Researchers gave her a drug now known as Gleevec. Within two weeks, Garner’s health improved dramatically. The Food and Drug Administration approved the medication in 2001, after just three months of review. Today, it’s the treatment of choice for people with chronic myelogenous leukemia.

“I did it and it’s been the most amazing thing in my life,” Garner said about the clinical trial. “That I have a life is amazing.”

Trials rarely, however, conclude with that level of success. Most are deemed failures, says Dr. Donald Fong, associate director of clinical trials for Kaiser Permanente Southern California.

“It’s better to be given a placebo than the (test) product,” he said. “Most clinical trials are negative. Most products don’t turn out. That’s not to say you shouldn’t participate.”

People interested in a clinical trial must ask many questions about the institutions and treatments involved, Saukel said. And not all trials are regulated by the federal government.

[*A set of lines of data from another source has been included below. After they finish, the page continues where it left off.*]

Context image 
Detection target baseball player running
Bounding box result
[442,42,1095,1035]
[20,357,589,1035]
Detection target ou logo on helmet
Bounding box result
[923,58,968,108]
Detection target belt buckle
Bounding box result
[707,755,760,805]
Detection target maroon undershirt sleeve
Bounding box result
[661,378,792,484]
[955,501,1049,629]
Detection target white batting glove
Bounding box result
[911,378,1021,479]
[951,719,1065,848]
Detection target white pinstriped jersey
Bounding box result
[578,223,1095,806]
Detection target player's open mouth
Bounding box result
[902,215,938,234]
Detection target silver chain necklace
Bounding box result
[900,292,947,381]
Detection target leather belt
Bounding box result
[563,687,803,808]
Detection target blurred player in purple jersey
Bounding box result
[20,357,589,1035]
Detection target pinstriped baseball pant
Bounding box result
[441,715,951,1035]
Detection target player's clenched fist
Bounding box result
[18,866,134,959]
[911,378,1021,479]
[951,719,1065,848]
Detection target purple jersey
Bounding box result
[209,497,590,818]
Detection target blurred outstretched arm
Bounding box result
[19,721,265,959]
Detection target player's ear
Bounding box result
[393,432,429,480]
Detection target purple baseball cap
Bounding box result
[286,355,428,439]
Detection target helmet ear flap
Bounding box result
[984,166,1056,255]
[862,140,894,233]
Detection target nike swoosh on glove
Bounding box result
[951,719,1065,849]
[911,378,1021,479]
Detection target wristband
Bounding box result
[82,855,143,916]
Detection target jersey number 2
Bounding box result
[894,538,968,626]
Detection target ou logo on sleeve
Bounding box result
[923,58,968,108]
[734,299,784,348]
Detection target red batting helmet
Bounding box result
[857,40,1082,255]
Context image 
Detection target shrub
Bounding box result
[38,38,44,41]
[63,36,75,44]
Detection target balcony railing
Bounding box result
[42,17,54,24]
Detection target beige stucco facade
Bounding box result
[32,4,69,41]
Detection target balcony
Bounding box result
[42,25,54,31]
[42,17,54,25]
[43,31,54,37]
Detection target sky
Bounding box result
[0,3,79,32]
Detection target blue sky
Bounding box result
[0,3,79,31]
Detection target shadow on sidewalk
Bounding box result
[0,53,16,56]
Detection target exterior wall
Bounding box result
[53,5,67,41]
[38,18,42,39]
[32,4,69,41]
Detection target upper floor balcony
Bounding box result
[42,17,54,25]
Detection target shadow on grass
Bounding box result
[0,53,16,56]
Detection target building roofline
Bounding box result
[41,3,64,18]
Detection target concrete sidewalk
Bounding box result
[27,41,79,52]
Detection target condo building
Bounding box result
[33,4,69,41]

“Are there shady companies? Yeah,” Saukel said.

And no research, even that conducted by the federal government, is immune from criticism.

People most motivated to participate in trials are those like as Boyd and Garner — patients not getting relief from other forms of treatment.

In research there are no guarantees, but each new trial is cause for hope, Pegram said.

“Fortunately, more and more, a lot of things do work out,” he added.